For the past few months I’ve been researching how to be more metabolically efficient in my nutrition.  I knew the concepts of burning more fat for fuel and it’s something I’ve slowly been researching.   Let’s face it, I got a lot of stored fat and I want to use that for fuel.   So I went out and got the book by Bob Seebohar and read it and understood most of it.   In fact I liked the concept so much to where I researched into how to become METS certified for my own up and coming coaching business.

Here is a clip from the Amazon page about ME (Metabolic Efficiency).
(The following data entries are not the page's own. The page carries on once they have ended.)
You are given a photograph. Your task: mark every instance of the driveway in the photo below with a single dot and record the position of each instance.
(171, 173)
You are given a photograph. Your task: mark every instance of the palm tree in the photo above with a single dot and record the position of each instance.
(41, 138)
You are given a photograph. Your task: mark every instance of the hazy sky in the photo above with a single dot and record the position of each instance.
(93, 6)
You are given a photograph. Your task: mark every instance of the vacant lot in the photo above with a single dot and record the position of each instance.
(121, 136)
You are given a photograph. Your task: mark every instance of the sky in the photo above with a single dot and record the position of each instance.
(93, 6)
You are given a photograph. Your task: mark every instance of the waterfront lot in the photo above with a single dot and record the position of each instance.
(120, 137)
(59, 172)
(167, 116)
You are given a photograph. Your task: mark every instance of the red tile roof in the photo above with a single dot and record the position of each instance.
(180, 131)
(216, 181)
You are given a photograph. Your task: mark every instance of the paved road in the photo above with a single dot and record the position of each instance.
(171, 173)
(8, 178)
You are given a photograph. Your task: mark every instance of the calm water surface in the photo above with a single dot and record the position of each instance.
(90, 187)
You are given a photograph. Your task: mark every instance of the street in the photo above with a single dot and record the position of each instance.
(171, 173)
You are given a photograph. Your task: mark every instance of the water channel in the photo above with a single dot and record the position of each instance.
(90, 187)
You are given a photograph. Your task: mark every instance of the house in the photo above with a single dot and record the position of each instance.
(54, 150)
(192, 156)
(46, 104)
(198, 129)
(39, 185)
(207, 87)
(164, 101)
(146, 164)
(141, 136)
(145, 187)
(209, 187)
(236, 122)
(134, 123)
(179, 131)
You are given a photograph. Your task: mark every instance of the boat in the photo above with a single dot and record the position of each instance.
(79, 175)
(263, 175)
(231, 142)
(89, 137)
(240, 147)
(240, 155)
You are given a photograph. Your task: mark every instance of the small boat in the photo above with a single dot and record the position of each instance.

“Teach your body to burn more fat to improve health and performance. The concept of Metabolic Efficiency (ME) can be applied to individuals just beginning exercise, fitness enthusiasts and the seasoned athlete. ME describes the relationship between the body’s ability to use fat and carbohydrate as energy sources across a variety of exercise intensities. Being more of a "fat burner" will allow you to improve your health, reduce risk for chronic disease, lose weight and body fat, improve athletic performance and eliminate gastrointestinal (GI) distress. The second edition of Metabolic Efficiency Training: Teaching the Body to Burn More Fat has been enhanced to provide more nutrition and exercise prescription strategies for individuals of all ages, abilities and fitness/sport interests. This book will provide very specific nutrition and exercise recommendations that will guide you through each training cycle with the end goal of improving your ability to use fat as fuel. Gone are the days of needing to consume a high amount of calories during training and competition. By improving your body’s metabolic efficiency, it is possible to significantly reduce the amount of calories you need during exercise. The end result will be improved health and performance with significantly reduced chances of GI distress.”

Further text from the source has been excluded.